The particular scenario where we saw network-loading of resources consistently
being faster was on first load of a frequently viewed page. In this scenario
we found that loading certain scripts and images from cache (which we inferred
to be physical disk because it was 'home page' activity) was slower for a
significant portion of the experiment group than loading from the network. In
this context loading from 'network' meant either a hot HTTP request to a CDN
or inlining small images and scripts directly in the HTML on every single
request.

As I mention above, it's worth regularly re-evaluating assumptions. I'd bet
that the big CDN players have a _huge_ presence in New Zealand and Australia,
given the latency, cost of ingress and density of the actual population
centres.

------
olegp
I've spent a fair amount of time (over) optimizing <https://starthq.com> and
would say that network latency needs to be at the top of the list of things to
look at.

The solution has been to serve static HTML, i.e. the index page of the single
page app part, with a one hour cache expiration and links to other static
resources (JavaScript, CSS, images etc.) decorated with their E-Tag and loaded
from a CDN. For non static pages the set up is the same, but the caching time
is lower.

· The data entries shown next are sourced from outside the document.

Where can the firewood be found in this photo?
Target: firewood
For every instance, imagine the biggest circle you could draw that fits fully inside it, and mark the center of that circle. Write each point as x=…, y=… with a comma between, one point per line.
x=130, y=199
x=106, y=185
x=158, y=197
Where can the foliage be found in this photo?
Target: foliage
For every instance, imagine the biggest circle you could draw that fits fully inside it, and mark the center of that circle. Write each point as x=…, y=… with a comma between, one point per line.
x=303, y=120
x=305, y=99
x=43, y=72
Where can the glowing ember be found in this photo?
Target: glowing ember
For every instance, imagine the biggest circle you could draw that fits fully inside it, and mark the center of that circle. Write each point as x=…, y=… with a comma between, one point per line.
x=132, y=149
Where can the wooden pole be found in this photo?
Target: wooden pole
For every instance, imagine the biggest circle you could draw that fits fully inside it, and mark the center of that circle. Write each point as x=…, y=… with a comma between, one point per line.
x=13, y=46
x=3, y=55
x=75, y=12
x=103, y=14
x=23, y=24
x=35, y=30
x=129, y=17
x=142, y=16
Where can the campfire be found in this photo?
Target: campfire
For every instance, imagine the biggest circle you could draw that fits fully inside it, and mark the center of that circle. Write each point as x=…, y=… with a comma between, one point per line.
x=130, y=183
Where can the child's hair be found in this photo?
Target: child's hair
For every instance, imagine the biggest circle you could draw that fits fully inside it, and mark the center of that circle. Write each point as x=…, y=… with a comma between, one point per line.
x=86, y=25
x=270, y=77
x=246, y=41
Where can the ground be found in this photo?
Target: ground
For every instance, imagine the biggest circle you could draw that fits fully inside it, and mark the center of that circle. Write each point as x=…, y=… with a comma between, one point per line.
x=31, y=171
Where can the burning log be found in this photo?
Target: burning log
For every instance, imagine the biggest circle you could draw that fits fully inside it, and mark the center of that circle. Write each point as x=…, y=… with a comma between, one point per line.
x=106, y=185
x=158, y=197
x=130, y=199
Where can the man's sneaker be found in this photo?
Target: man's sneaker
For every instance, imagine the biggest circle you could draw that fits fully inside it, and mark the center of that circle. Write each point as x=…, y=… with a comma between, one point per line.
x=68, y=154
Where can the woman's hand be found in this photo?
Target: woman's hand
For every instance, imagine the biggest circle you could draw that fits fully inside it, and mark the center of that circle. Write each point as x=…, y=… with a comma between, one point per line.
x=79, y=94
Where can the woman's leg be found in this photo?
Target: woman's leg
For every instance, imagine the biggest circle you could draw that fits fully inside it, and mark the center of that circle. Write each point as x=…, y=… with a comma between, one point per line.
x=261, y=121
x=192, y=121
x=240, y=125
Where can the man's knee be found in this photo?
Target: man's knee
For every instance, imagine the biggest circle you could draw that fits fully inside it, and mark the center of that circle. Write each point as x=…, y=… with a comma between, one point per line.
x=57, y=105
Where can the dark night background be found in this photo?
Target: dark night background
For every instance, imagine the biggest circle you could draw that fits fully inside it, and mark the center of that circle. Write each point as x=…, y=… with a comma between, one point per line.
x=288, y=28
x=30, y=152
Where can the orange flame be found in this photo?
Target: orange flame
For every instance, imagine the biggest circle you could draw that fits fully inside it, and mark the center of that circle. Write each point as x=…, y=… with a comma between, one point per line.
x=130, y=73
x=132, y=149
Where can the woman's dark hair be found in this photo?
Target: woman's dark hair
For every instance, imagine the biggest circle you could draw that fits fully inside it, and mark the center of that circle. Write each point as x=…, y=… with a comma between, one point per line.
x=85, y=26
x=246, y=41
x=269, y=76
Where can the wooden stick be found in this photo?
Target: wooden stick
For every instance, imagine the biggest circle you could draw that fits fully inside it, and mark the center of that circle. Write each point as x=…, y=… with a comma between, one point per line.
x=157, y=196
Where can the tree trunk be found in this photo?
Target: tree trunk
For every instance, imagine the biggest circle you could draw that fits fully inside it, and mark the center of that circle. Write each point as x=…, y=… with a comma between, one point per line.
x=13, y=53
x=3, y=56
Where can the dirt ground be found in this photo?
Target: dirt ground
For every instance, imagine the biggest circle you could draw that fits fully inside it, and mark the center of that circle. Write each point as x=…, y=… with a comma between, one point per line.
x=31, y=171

The static resources have far off (one year or so) expiration
headers so are cached permanently.

By using a CDN for all your assets you can reduce a 200ms roundtrip to 8ms for
all users worldwide, bringing the page loading time to way below 200ms with an
empty cache and well below 100ms with a primed cache since you still need to
do an XHR to check the login status.

Small time saving tip: if you go with CloudFront, go all out and use all edge
locations - it's cheap. I tried using Europe only at first only to eventually
find out that I was still being given an edge location in the US despite being
in Finland.

------
lennel
Most single page javascript apps that don't prerender are the biggest sinners
in a multitude of ways. 1) with the amd loading system you spawn multitude
http requests, where 2) none of the code went through a tree shaking to remove
dead code (ala the closure compiler in advanced mode - or something which
cross compiles) you download a whole steaming heap you don't need thus extra
bytes 3) no pre-rendering, so now you are blocking the users experience till
your whole steaming pile has managed to trickle down onto a mobile device, the
joy

------
ww520
Install the YSlow plug-in and see the bottlenecks right the way.

------
ohwp
Says the page that take 3.43s to (down)load in my browser, loading 8 CSS files
and a lot of JS files.

On a serious note: I think Opera Dragonfly is also a great tool for this
providing even more information.